I know writing a mushy anniversary post is so bloggy cliche, but I was feeling really mushy this morning on my fifth anniversary, so you all can deal (or just roll your eyes and ignore it).
When I think about the giddy feelings of five years ago, I can't believe how naive and unprepared I was for marriage. I imagine many brides feel this way before their wedding day (especially
those separated by 2,000 miles for most of their relationship,
like we were!) I dreamed about travel, and romantic dinners and cuddling at night and kissing every morning.
I had the silliest ideas about how marriage would fulfill and complete me. About how fun and exciting and romantic it would be every day. Marriage was going to fix all of our long-distance communication struggles, soften our rough edges, and insta-solve our conflicts.

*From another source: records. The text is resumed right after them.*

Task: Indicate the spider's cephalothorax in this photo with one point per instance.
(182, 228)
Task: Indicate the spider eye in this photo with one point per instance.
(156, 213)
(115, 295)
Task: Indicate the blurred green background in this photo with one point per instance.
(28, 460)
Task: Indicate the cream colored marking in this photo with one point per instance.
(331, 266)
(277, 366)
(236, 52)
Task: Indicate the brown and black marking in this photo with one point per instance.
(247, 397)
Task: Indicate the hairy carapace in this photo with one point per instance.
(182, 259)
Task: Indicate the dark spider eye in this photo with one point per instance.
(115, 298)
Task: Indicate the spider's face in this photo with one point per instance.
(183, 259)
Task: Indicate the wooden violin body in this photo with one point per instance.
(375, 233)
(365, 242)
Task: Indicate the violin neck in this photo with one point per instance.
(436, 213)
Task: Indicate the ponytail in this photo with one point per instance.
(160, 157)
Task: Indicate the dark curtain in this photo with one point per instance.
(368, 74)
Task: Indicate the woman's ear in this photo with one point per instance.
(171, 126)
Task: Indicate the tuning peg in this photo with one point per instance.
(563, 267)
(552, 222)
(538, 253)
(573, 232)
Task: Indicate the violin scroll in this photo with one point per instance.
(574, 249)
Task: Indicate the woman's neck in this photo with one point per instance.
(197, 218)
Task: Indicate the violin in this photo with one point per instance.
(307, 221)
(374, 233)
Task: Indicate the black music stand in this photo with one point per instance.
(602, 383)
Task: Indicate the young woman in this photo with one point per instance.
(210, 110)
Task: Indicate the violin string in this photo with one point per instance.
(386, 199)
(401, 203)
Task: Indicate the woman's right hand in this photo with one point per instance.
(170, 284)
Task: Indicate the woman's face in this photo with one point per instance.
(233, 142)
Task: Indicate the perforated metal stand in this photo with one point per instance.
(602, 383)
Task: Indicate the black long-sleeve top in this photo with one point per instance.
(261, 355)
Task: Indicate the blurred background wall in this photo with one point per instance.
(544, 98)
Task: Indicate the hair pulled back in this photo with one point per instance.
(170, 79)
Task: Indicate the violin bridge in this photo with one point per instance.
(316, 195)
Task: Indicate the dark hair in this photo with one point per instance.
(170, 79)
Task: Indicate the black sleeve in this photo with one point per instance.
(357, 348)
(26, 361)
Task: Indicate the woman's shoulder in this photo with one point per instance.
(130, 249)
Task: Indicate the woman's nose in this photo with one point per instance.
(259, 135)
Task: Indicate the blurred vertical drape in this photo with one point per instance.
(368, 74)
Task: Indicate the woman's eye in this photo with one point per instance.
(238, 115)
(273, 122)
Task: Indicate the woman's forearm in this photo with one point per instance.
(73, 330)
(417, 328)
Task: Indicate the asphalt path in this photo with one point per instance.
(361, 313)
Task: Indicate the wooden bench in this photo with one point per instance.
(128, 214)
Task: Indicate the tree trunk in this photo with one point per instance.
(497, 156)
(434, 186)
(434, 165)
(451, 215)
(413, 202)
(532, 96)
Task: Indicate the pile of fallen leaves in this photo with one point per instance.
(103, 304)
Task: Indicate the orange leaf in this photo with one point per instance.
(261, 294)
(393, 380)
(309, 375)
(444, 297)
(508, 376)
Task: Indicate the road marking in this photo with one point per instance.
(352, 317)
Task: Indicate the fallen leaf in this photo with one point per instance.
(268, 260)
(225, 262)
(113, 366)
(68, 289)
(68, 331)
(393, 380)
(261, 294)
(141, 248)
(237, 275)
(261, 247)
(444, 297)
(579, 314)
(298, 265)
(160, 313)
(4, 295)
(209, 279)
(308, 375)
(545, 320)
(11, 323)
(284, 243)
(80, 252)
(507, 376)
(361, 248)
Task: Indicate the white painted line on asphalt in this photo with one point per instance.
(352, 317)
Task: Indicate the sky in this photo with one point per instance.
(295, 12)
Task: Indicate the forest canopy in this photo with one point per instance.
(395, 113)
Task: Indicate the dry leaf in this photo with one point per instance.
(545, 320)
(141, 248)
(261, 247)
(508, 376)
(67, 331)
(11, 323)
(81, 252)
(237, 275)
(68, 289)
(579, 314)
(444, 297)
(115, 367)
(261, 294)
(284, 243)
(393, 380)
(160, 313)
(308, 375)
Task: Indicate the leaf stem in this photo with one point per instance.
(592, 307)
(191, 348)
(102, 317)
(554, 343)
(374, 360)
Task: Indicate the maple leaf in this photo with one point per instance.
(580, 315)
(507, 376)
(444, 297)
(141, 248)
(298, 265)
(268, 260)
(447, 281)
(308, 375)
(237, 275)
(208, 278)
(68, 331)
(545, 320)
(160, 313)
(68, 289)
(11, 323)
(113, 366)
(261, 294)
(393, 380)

But of course, marriage has turned out to be so much harder than I expected. It has been refiner's fire. It has been a wrestling of wills. It has been many, many moments of "intense fellowship" (as one of our pastor's calls marital conflict). It has been tears and frustration and disappointment and "I can't believe you!" and "how dare you!" and "who even ARE you?"
It has been long discussions with no resolutions. It has been going to bed angry sometimes and waking up still angry. It's been staring blankly at a wall for an hour and thinking there is just no way to fix this.
It has been the hardest five years of my life.
And it has been the best.
Marriage has been so much more transformative and more fulfilling than I could have imagined. It has taught me about myself, it has taught me about others, and more than anything, it has taught me about the character of God. It has shown me my own selfishness in ways I never could have seen on my own, and it has changed me for the better. It has been a comfort, an encouragement, a haven and a home. (And it has involved those travel adventures, romantic dinners and morning kisses too!)
Marriage didn't fulfill my deepest needs, but it did point me to the place where my deepest needs are met. It drove me, time and time again, to Jesus and his redemptive love.
And as I sit here getting pummeled from the inside by one of the greatest blessings our marriage has produced while my husband builds homes in Mexico with our church, I am extremely grateful that God saw fit to bless me with E, and to bless me with marriage.